Thursday, September 1, 2011

a five-year-old sees the ocean for the first time



ROILING AZURE WIZARDRY


• On a beautiful sunny day when I was five years old, my mother decided to take her children to see the ocean for the first time. We were living south of Los Angeles, so she drove us to the beach in San Diego, where we would meet the sprawling blue ecosystem called the Pacific Ocean. The first time I saw the ocean, I was awed and dazzled. Its vast blue pulse enchanted me. Its deep salty coldness enthralled me. Its bountiful life bewitched me.

• The sea was magic: a vast flexible blue bubble that swelled and rolled and that came crashing ashore in a curling roil of white foam; and then it ran back out, sucking at the sand and the pebbles glistening with dampness. How could such a thing be! It had an aroma that pulled at me – an odor of worlds unseen, exotic places, great depths, briny, fluid powers of ebb and flow – an odor that drew me to touch its liquidness and feel its fluidity.

• However, when I touched the saline ocean, I fell into it. Its watery fingers grabbed me and pulled me down onto the wet sand and then drubbed me like a giant washing a sponge. I was amazed at its power, but I fought, digging my own fingers into the sand and emerged dripping wet – and cold! The coldness was startling, it was deep cold, a dark cold, a cold that said it had come from far below where no light shown and where everything was darker and colder yet. And it tasted so salty, as if after washing me, the giant had powdered me with a gargantuan shaker of salt.


• Then I became aware that an astounding number of creatures lived inside and around that cold, blue mass of liquid. Beside me on the wet sand scuttled crabs, and in the toss of surf I could see whorls of small fish like massed shadows in the water. Other fish with long fins like wings leaped out of the liquid and splashed back in. Dolphins rhythmically rolled in and out of the water, swimming swiftly. In the distance gigantic whales surfaced and blew spume into the air. Above the sea flew a multitude of birds, hovering, gliding, dipping and diving into the sea. I gaped and shouted, awed by the marvelous life I saw.

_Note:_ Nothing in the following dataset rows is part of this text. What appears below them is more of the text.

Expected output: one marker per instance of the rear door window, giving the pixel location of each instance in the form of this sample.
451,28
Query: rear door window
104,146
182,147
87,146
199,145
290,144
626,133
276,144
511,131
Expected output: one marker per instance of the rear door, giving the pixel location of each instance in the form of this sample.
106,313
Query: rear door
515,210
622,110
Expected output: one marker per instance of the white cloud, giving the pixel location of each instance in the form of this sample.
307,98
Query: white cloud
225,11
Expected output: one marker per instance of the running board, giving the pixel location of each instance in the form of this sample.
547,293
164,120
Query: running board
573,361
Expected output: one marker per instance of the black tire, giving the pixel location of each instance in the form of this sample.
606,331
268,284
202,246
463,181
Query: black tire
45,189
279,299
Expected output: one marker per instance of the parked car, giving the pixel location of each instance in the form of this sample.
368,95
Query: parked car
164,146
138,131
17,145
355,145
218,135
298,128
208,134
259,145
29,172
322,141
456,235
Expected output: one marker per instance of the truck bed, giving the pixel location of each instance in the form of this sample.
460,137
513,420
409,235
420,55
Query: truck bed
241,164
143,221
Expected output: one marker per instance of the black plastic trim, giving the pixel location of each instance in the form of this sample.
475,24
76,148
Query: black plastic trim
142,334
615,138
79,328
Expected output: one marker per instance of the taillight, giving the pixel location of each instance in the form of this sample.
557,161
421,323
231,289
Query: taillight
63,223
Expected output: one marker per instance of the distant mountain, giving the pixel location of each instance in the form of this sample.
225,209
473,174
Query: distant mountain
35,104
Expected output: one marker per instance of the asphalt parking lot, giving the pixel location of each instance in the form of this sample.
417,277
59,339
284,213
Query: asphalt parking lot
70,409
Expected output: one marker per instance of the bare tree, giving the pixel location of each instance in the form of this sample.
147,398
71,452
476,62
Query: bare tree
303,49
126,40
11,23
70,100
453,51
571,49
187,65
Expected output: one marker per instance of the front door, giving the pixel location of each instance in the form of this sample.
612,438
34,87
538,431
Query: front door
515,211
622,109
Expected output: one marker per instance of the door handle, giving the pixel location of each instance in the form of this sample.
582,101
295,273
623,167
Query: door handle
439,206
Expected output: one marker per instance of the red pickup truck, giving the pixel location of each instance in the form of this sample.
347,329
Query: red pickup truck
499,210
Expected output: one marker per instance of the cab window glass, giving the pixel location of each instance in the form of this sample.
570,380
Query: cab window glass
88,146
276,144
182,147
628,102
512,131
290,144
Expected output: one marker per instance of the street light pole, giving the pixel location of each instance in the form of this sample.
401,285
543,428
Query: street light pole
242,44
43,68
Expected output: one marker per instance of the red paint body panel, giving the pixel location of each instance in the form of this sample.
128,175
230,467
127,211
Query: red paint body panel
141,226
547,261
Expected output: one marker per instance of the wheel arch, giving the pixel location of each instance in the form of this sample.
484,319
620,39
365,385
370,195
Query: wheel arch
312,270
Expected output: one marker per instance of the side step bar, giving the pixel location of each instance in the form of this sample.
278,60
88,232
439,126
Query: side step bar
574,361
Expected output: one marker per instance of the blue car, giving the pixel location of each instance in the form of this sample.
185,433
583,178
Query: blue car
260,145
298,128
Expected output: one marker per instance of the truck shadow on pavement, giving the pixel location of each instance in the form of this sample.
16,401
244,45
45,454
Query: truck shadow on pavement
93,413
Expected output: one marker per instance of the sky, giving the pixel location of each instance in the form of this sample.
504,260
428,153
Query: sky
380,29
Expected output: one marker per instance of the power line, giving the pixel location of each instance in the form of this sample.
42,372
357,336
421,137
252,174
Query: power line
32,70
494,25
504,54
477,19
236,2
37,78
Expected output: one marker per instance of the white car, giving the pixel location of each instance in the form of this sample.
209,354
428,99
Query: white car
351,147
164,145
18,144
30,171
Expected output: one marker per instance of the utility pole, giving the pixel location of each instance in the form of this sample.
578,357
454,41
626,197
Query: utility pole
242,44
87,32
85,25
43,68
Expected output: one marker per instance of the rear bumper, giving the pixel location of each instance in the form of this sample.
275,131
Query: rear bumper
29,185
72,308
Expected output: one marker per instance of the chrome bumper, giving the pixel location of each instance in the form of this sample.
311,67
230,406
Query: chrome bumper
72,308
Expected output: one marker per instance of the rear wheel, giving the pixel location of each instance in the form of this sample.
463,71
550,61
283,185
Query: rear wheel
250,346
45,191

• Ever since that first encounter with the ocean, I have adored it. I have always tried to live near the mystical, magical sea. I have traveled over it, sailed and surfed on it, dived into it, pulled fish from it. Most of all I love to swim in it, or sit next to it, look at it and think. I think how endless and wonderful it is, how small I am, and how all life is possible on earth only because of our vast enchanting oceans.

2008

The End
 
I decided to add this essay before the Tanka Time poems because it shows my impression of the Pacific Ocean when I first encountered it and before we sailed across it to Japan.